- Born: October 18, 1963 (age 62) Pabna, East Pakistan, Pakistan
- Allegiance: Bangladesh
- Branch: Bangladesh Navy
- Service years: 1984 – 2021
- Rank: Rear Admiral
- Commands: Chairman, Chittagong Port Authority; Member (Engineering), Chittagong Port Authority; CSD, BN Dockyard;
- Education: Bangladesh University of Engineering and Technology

= Zulfiqur Aziz =

Bangladeshi admiral

Zulfiqur Aziz (born October 18, 1963) is a retired rear admiral of the Bangladesh Navy. He is the former chairman of Chittagong Port Authority.

== Early life and education ==
Zulfiqur Aziz was born into a Bengali Muslim family of Pabna District on October 18, 1963. He is an alumnus of Notre Dame College, Dhaka. He completed his graduation in mechanical engineering from Bangladesh University of Engineering and Technology in 1989.

== Career ==
He joined Bangladesh Navy in January 1984 as an officer cadet. He achieved a marine engineering specialisation degree from India in 1992.

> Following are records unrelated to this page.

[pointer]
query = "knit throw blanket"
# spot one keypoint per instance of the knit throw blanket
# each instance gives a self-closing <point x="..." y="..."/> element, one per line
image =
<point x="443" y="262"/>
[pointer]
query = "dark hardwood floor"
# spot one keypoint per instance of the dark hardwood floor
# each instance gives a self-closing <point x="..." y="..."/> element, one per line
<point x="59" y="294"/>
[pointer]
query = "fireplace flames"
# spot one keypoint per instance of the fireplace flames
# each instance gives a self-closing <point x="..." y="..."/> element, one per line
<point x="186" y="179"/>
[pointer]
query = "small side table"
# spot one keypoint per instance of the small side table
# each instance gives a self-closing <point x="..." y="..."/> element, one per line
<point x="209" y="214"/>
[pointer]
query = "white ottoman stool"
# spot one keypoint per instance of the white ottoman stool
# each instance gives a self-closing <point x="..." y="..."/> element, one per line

In September 2012, Aziz was appointed member (engineering) of Chittagong Port Authority. In January 2018, he was promoted to chairman, replacing Rear Admiral Mohammad Khaled Iqbal. In November 2018, Aziz was promoted to rear admiral from commodore. On April 12, 2020, Rear Admiral S.M Abul Kalam Azad replaced him as chairman of the Chittagong Port Authority. He served as the commodore superintendent dockyard from April 16, 2020, to November 9, 2021.